I went to Yoda's memorial service.

(I've decided to call him Yoda for purposes of this entry. I should clarify that this is a Star Wars reference, not his real name, even though"Yoda" is an actual family name in this country.)

I thought about what I'd learned from him, and how much I loved and respected him, and how I'd thought I wanted to have a family with someone like him someday (I didn't) and how I'd wanted to have something like a family with him someday (I didn't).

My co-worker showed up later than I did. She was guided to one of the seats in the front of the room, where the important people got to sit. I turned green with envy. Surely I'd loved him more than she had? Was I not important to him?

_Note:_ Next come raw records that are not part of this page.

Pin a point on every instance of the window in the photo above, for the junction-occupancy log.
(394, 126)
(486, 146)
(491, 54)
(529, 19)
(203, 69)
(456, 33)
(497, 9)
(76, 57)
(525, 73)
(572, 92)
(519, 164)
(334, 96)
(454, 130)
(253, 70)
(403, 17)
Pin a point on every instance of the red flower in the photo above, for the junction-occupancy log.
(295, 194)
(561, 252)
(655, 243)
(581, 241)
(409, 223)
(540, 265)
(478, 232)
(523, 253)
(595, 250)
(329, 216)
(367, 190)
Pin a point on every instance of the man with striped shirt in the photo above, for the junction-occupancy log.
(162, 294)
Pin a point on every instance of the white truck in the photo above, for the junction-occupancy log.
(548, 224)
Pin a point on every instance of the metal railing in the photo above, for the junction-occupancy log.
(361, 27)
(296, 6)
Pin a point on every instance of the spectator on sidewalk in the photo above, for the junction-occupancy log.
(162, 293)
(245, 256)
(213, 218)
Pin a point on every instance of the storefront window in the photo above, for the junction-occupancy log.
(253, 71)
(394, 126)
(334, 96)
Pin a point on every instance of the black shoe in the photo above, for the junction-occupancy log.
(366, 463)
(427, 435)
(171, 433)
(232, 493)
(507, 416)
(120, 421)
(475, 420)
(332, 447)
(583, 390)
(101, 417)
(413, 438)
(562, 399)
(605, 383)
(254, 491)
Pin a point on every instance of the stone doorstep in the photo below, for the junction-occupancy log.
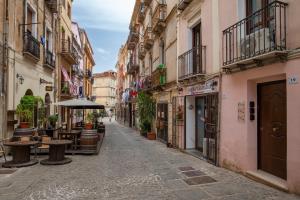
(268, 179)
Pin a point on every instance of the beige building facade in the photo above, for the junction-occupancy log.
(224, 76)
(104, 90)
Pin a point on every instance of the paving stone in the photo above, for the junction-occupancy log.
(199, 180)
(193, 173)
(186, 168)
(191, 194)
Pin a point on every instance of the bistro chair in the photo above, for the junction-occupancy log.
(44, 146)
(2, 149)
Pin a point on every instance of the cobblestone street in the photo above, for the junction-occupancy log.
(131, 167)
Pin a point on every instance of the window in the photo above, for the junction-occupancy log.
(69, 11)
(256, 22)
(48, 40)
(31, 19)
(162, 52)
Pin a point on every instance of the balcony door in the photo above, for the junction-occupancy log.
(260, 20)
(197, 57)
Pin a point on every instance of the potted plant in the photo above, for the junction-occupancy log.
(52, 120)
(25, 116)
(89, 121)
(146, 112)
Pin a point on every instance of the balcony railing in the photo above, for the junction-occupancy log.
(148, 38)
(65, 88)
(159, 77)
(50, 59)
(69, 52)
(258, 35)
(31, 46)
(159, 17)
(132, 65)
(182, 4)
(192, 62)
(142, 52)
(88, 73)
(142, 14)
(52, 4)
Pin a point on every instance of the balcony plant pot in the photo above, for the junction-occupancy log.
(88, 126)
(24, 124)
(151, 135)
(89, 121)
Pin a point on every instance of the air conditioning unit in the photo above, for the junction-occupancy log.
(256, 43)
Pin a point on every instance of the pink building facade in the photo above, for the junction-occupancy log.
(260, 99)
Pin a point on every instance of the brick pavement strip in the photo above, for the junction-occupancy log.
(131, 167)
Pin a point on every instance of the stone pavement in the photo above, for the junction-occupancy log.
(131, 167)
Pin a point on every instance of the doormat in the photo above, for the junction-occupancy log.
(7, 171)
(193, 173)
(183, 169)
(199, 180)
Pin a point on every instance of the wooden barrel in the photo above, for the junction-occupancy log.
(89, 140)
(23, 132)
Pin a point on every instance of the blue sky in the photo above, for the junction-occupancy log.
(106, 22)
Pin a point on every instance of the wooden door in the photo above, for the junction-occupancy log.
(197, 58)
(200, 122)
(272, 113)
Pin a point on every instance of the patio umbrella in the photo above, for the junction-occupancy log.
(79, 104)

Then I looked around the room and it was full of people who loved and respected him, and the room was so full it overflowed into another room set up with a big monitor that showed the ceremony going on in the room I was in.

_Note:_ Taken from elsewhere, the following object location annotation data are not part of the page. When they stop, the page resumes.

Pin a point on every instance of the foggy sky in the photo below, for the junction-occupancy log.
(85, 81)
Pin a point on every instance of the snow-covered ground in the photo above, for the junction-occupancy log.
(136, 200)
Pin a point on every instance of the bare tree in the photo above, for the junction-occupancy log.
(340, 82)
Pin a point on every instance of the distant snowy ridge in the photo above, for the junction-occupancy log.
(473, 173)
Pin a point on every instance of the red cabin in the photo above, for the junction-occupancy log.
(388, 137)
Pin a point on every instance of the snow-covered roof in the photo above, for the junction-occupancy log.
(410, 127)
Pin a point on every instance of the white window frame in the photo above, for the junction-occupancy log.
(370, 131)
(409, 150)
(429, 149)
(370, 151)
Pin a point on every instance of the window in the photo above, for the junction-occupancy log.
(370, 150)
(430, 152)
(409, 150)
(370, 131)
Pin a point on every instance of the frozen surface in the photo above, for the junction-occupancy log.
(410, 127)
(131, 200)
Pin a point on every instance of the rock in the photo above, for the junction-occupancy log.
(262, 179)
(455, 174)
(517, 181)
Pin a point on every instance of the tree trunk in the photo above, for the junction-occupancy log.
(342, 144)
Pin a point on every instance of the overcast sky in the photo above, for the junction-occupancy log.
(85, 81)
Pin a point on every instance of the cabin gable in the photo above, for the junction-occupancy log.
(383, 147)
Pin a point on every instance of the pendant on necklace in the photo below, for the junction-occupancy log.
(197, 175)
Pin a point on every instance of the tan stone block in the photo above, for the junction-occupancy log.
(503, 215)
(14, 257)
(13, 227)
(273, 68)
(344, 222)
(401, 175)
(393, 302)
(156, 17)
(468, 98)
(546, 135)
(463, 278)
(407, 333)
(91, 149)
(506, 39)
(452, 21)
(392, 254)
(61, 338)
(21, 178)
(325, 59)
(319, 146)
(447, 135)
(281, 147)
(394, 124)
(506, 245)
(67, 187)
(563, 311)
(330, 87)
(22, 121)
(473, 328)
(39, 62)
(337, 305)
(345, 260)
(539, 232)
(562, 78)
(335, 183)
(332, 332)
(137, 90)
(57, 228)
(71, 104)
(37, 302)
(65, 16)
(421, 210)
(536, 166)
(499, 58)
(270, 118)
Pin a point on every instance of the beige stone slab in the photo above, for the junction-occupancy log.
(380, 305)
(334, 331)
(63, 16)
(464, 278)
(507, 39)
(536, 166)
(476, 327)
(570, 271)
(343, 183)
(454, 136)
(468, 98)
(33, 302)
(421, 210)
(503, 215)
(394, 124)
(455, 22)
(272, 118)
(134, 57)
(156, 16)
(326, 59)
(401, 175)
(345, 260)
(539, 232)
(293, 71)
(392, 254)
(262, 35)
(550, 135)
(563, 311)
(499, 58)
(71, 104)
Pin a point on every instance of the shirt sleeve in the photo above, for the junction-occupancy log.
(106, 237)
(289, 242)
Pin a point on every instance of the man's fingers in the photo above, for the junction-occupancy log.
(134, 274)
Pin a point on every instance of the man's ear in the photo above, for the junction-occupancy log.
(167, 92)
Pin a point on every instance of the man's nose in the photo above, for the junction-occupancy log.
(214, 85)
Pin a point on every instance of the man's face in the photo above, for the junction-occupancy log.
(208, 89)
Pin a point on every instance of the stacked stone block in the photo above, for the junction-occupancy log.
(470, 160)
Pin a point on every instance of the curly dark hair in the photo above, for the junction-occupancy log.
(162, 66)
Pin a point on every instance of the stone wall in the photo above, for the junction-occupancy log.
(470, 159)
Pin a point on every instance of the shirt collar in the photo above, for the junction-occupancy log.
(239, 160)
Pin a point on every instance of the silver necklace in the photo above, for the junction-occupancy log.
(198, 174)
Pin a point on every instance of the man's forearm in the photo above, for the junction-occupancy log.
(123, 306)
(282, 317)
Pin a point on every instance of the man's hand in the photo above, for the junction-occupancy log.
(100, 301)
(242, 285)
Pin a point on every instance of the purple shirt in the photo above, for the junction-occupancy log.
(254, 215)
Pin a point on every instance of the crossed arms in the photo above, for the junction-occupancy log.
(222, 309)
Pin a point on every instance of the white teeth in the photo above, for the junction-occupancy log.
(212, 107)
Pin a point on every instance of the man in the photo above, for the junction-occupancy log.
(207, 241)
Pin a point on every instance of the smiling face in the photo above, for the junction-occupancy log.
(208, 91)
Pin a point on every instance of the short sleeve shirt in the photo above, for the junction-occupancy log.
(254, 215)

My love for him was greater than his love for me. A selfish thought, but still genuine. A very common tale, really. It was probably that way for pretty much everyone in the room, save his wife and children and grandchild.

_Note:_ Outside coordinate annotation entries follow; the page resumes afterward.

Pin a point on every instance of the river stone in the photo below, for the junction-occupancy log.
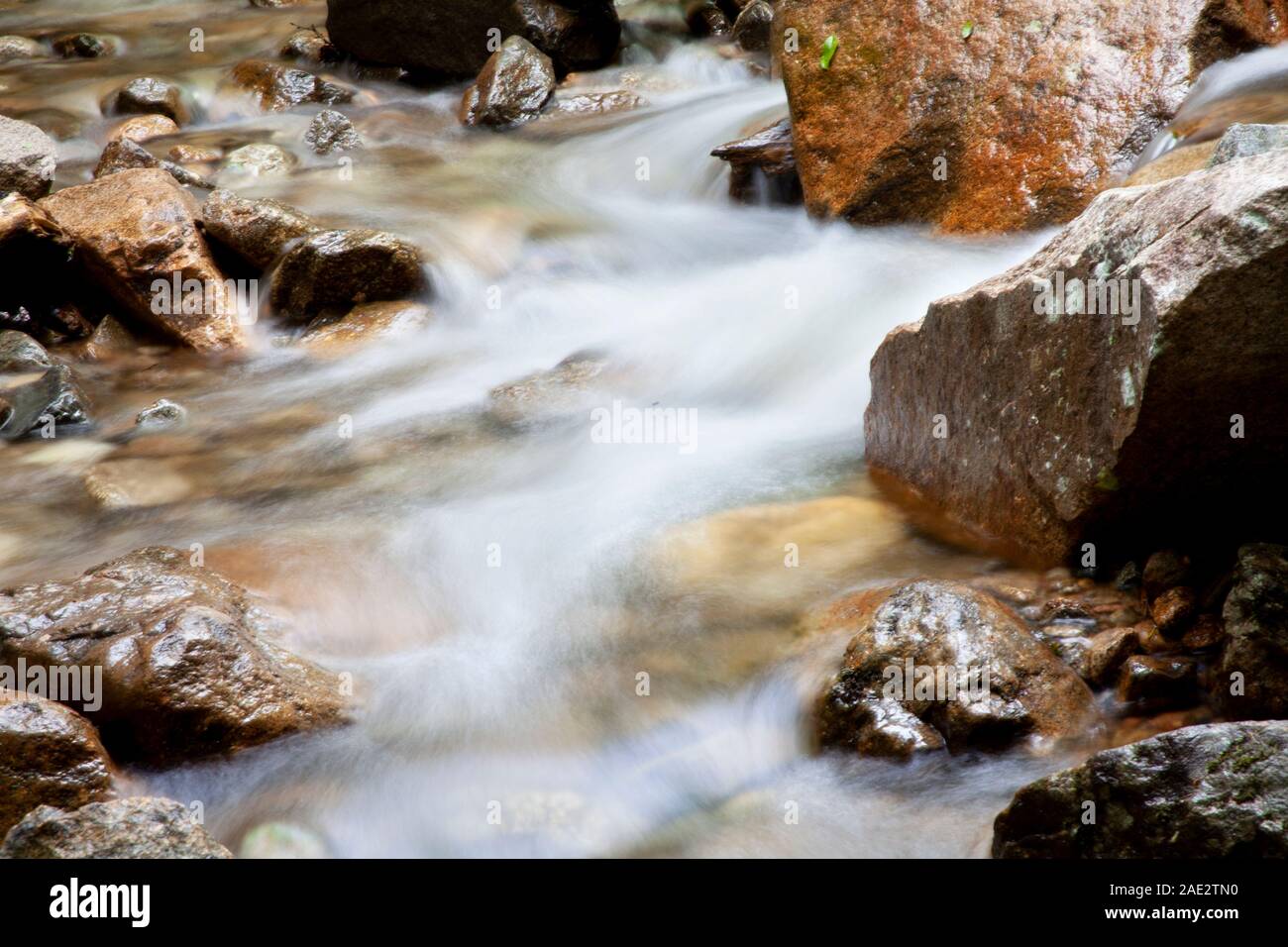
(331, 131)
(514, 86)
(1061, 429)
(1034, 110)
(257, 230)
(1241, 141)
(1256, 628)
(27, 158)
(277, 88)
(1210, 791)
(141, 827)
(455, 38)
(189, 663)
(149, 95)
(342, 268)
(944, 625)
(50, 755)
(136, 227)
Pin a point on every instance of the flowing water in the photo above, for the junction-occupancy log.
(489, 579)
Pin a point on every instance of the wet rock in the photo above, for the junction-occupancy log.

He was one of those people who was everyone's favorite teacher. I guess that's his legacy. Us. His intellectual descendants who will do the work that he still wanted to do but can't anymore.

Yoda, I love you and miss you. You are in every work task I undertake. I will try to live up to the honor of being one of yours.

1 comment:

Annie Crow said...

A really nice tribute. And I appreciate your honesty about how you felt!